One of the participants at Thursday’s hearing was Keith Gill, the Reddit user and YouTuber who played a key role in promoting GameStop shares. In his testimony, Gill defended his decision to publicly tout his investment thesis in GameStop by noting what he considered long-standing imbalances for retail traders.
“Hedge funds and other Wall Street firms have teams of analysts working together to compile research and analyze shares of companies,” said Gill, whose latest post on Reddit showed he made $7.8 million off GameStop. “Individual investors do not have those resources. Social media platforms like Reddit, YouTube and Twitter are leveling the playing field.”
In August, Gill posted a video to his YouTube channel that argued the video-game retailer’s stock was undervalued and vulnerable to a short squeeze due to so many bearish bets placed against it.
Tomczyk said he finds the success individual investors had during the meteoric rise in GameStop’s shares — which went from less than $20 in early January to an intraday high of $483 on Jan. 28 — to be noteworthy.
“The ironic part, when you stand back and look at all this, is the party that seems to have lost the most in this GameStop trading was at actually a hedge fund. It wasn’t a retail investor,” Tomczyk said. “Many retail investors did very well, so in my mind, they’ve done very well and they’ve never had it better based on smart regulation and the use of technology today.”
Other participants in the committee hearing Thursday were Gabe Plotkin, who runs hedge fund Melvin Capital, and Ken Griffin, the billionaire founder of market maker Citadel Securities.
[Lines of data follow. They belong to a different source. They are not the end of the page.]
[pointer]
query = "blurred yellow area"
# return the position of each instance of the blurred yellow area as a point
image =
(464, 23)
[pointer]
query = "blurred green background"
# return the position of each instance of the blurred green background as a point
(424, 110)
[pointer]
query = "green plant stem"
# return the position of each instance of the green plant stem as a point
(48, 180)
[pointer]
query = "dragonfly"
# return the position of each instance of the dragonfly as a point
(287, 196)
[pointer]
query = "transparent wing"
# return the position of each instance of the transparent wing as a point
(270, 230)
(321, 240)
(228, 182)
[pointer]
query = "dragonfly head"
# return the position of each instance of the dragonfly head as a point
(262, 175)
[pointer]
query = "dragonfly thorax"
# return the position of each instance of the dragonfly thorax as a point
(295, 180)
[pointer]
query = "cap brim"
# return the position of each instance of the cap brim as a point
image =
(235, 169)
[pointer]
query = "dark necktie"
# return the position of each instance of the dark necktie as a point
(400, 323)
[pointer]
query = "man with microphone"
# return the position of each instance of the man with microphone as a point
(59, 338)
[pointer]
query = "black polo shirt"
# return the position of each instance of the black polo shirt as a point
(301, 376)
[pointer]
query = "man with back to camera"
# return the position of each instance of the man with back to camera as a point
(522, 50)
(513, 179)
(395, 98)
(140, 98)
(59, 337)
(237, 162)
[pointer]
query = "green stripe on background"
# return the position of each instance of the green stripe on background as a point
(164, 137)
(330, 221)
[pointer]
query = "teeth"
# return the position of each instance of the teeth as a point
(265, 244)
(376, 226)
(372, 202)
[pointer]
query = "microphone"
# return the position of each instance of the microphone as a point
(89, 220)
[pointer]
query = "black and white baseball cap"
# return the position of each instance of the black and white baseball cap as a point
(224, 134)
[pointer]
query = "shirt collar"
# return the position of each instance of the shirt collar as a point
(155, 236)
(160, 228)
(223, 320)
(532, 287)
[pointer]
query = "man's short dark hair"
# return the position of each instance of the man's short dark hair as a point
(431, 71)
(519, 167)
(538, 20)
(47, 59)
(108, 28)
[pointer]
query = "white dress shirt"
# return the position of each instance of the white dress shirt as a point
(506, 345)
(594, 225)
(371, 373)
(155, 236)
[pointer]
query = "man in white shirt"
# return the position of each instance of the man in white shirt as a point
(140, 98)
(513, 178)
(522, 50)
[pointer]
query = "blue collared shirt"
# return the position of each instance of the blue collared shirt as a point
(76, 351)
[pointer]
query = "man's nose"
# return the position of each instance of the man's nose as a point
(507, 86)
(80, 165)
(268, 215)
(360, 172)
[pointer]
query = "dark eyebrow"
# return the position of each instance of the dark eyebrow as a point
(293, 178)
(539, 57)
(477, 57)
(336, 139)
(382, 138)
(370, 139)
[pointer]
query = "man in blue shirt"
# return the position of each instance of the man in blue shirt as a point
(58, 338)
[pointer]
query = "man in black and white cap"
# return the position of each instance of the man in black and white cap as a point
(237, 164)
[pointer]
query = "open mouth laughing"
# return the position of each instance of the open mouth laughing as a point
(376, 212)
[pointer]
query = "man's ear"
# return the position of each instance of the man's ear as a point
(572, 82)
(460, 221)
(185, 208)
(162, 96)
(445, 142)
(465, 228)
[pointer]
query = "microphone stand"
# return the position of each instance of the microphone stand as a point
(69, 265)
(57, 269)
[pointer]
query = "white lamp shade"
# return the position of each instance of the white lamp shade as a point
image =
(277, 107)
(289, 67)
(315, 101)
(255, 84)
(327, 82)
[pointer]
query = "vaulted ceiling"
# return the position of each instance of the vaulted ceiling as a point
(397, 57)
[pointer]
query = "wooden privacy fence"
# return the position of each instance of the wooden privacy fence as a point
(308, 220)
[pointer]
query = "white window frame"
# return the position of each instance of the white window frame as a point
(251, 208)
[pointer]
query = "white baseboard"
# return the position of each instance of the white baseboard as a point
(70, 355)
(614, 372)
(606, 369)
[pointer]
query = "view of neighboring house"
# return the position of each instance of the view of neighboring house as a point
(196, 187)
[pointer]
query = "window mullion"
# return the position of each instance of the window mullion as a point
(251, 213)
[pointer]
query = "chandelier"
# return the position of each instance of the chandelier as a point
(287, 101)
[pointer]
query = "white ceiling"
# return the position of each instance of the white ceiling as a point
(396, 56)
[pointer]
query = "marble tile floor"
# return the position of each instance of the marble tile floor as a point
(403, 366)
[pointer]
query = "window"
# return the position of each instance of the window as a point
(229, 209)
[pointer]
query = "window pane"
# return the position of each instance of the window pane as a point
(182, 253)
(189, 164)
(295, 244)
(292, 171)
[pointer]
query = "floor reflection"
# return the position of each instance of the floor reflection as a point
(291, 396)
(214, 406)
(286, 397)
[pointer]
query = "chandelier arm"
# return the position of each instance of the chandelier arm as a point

Griffin also is CEO of a similarly named hedge fund, Citadel.
Melvin Capital took a huge loss during the GameStop frenzy after it closed out its short position on Jan. 26. Short-sellers borrow shares of a stock and then promptly sell them, with the goal of purchasing them back later at a lower price. They then give back the borrowed shares and make money off the difference. But when the opposite happens, like with GameStop, short-sellers might buy shares at their current higher price in an attempt to minimize losses.
Plotkin on Thursday told Congress his hedge fund will adapt its short-selling approach now that it’s observed the impact social media can have when harnessed by retail traders. “That was a risk factor that, up until recently, we had never seen,” he said.
In an interview Friday on CNBC, Griffin was asked by “Squawk Box” co-host Andrew Ross Sorkin whether he and individual investors had “the same opportunity” to make money in the stock market.
“It all comes down to a matter of horizon and strategy,” Griffin said. “It’s like asking, ‘If I went and played golf this weekend with Tiger Woods, would I win? Of course not, but there are various ways to compete with Tiger Woods off a golf course and do very well. I’m not going to play him on his game on his course.”
For example, Griffin said people who happen to be tech savvy might see opportunities to invest in publicly traded companies that are disrupting a particular industry. Or, he said, someone who bought shares of Tesla five years ago under the belief that electric vehicles were the future of the automotive industry “would have made a lot more money than we made at Citadel.”
Shares of Tesla are up more than 2,200% in the past five years.
“I never underestimate the skill of the American retail investor at understanding emerging trends where real wealth is created and their ability to take advantage of that wealth transformation,” added Griffin.